The company relies on the idea of incremental improvement and builds on prior advances. It’s even the company motto, Gradatim Ferociter, Latin for "Step-by-step, Ferociously". The company is known to be tight lipped, but they have performed test flights with two vehicles, Charon and Goddard. They are currently working on the New Shephard, a reusable vertical-takeoff, vertical-landing manned rocket.

via The Museum Of Flight

5. Stratolaunch Systems

Founded by Microsoft cofounder Paul Allen and Scaled Composites founder Burt Rutan, Stratolaunch Systems is a aerospace company that specializes in air launch to orbit, which basically means launching stuff to space from an aircraft.

They have not yet made a test flight as they are currently developing their air launch system, the Stratolaunch carrier aircraft. Once completed, it is projected to have a wingspan of 385ft (117m), which would make it the largest airplane to fly, by wingspan. As a comparison, the current holder of the title is the Hughes H-4 Hercules, a.k.a. the Spruce Goose, with a wingspan of 320ft (97.5m).

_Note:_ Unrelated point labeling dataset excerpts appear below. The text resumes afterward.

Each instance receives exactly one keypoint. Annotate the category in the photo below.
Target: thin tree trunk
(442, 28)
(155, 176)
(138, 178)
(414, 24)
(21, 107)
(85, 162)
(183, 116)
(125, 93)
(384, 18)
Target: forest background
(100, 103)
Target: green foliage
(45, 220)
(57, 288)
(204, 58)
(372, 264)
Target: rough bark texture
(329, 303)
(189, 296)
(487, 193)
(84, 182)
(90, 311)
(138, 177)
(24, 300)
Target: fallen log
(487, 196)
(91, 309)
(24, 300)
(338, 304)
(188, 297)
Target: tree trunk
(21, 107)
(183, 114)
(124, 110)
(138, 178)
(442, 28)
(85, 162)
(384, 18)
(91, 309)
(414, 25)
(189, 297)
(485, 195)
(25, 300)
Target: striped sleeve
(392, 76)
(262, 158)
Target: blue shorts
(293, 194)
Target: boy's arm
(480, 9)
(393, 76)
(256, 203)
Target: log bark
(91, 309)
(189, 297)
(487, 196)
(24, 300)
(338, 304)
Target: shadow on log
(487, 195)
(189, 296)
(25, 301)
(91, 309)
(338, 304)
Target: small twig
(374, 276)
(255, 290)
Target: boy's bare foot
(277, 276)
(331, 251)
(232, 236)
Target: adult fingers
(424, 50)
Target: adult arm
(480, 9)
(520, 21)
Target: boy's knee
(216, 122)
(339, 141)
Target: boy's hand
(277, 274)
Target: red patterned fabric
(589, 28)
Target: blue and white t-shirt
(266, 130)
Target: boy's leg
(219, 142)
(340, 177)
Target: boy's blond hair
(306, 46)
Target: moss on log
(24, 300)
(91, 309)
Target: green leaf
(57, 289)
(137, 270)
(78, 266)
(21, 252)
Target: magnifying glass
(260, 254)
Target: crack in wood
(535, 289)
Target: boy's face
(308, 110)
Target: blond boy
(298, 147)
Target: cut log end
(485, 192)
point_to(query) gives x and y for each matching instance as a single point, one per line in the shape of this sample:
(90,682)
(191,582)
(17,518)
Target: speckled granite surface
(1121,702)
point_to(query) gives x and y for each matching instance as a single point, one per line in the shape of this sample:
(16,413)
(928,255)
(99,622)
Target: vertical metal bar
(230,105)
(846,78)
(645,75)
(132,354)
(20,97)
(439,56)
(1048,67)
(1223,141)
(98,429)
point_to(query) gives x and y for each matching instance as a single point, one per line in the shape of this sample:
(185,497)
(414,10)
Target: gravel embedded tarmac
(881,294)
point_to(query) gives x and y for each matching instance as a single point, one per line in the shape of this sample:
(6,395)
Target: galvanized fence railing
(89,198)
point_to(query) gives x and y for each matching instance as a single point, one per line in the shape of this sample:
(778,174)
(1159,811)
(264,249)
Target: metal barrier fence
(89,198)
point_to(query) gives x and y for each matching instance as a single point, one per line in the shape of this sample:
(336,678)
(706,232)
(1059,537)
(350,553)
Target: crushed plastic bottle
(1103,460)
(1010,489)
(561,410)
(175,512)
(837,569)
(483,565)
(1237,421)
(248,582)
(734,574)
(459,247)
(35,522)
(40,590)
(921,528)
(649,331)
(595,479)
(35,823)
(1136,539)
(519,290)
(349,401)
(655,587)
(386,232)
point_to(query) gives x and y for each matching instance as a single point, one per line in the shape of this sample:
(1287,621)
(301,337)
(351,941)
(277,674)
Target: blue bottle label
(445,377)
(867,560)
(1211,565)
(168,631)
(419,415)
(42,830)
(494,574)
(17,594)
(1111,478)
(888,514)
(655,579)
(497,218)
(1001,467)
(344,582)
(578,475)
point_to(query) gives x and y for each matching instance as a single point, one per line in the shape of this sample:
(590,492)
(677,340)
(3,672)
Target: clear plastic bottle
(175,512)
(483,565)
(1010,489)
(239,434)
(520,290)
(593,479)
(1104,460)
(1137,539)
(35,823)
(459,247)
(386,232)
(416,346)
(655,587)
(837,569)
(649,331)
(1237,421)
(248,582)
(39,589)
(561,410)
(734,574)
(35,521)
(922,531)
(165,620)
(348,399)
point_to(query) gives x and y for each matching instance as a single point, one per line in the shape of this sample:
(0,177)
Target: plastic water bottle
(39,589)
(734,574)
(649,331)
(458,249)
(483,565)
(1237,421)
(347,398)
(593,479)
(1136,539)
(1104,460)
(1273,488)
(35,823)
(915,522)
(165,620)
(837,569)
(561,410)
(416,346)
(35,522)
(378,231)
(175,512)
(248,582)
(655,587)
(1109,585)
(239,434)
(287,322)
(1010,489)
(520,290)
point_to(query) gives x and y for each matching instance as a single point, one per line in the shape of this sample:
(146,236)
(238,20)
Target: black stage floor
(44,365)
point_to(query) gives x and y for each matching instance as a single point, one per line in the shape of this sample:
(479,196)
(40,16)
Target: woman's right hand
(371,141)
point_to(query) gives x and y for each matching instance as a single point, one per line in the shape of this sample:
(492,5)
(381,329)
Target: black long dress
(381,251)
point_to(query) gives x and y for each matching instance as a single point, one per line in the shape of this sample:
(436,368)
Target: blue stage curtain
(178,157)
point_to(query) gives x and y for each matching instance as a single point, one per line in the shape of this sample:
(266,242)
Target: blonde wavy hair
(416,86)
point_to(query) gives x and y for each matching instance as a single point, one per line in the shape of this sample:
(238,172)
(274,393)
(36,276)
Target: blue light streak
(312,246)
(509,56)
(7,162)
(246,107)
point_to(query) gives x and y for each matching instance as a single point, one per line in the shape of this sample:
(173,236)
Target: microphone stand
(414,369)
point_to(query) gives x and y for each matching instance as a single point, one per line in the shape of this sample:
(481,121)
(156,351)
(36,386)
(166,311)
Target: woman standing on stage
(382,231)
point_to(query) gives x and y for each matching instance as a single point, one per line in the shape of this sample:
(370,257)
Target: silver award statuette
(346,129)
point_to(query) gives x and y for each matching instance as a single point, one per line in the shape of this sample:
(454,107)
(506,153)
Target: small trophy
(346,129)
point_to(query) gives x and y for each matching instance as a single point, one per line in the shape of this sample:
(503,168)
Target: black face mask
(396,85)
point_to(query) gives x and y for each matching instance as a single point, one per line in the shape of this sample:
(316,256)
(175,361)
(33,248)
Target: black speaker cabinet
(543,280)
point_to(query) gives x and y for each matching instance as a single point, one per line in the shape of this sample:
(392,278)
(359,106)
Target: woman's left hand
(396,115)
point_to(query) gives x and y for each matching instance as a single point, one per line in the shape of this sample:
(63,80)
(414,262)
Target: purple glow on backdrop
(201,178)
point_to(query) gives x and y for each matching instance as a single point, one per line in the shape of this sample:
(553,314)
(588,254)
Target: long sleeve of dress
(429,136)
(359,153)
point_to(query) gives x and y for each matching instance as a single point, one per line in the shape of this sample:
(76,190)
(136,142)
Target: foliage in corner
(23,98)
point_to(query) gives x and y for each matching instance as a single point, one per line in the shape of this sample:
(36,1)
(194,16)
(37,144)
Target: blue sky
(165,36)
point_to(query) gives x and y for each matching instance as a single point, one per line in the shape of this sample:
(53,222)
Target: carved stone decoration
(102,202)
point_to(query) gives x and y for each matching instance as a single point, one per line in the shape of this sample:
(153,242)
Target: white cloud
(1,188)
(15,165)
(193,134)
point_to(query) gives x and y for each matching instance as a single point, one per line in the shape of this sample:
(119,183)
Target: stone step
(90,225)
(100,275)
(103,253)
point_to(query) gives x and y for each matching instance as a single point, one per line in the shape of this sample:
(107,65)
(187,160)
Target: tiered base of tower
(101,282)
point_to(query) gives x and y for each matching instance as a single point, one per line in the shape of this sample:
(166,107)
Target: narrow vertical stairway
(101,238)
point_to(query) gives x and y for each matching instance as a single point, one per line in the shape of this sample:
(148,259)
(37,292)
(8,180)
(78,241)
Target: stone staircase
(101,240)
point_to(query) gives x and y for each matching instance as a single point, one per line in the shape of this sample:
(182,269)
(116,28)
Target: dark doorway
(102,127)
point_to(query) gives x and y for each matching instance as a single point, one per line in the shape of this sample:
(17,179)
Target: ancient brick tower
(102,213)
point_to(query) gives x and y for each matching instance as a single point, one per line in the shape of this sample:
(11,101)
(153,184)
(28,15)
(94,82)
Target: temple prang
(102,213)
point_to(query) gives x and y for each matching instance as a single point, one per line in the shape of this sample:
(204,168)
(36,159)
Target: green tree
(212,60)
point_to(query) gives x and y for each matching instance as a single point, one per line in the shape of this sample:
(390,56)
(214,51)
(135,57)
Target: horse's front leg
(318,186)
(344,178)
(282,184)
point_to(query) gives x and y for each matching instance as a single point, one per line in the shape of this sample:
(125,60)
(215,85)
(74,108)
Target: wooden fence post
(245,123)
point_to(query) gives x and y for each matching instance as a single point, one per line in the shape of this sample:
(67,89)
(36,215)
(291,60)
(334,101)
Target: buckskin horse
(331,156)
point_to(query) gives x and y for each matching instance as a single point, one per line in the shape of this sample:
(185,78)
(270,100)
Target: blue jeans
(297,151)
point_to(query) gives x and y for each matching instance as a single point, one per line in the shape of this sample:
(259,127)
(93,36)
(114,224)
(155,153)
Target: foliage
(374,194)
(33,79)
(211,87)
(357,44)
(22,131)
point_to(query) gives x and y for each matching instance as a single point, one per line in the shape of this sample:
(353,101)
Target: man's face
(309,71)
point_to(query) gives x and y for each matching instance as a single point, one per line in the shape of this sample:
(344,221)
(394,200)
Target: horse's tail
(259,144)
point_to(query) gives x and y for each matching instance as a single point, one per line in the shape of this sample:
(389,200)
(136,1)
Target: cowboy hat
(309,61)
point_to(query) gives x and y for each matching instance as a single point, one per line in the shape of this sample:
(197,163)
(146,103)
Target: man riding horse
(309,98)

Stratolaunch Carrier Aircraft

6. Space Adventures

Cofounded by Eric Anderson and several other entrepreneurs, Space Adventures provides space-based tourism to civilians, offering activities such as orbital spaceflights, atmospheric space flights, cosmonaut training and other related activities.

So far, only 7 clients have participated in the orbital spaceflight, famous among them including, Canonical founder Mark Shuttleworth, Richard ‘Lord British’ Garriott and Cirque de Soleil cofounder Guy Laliberté. The company hopes to soon offer a lunar spaceflight, which will involve circumnavigating the moon.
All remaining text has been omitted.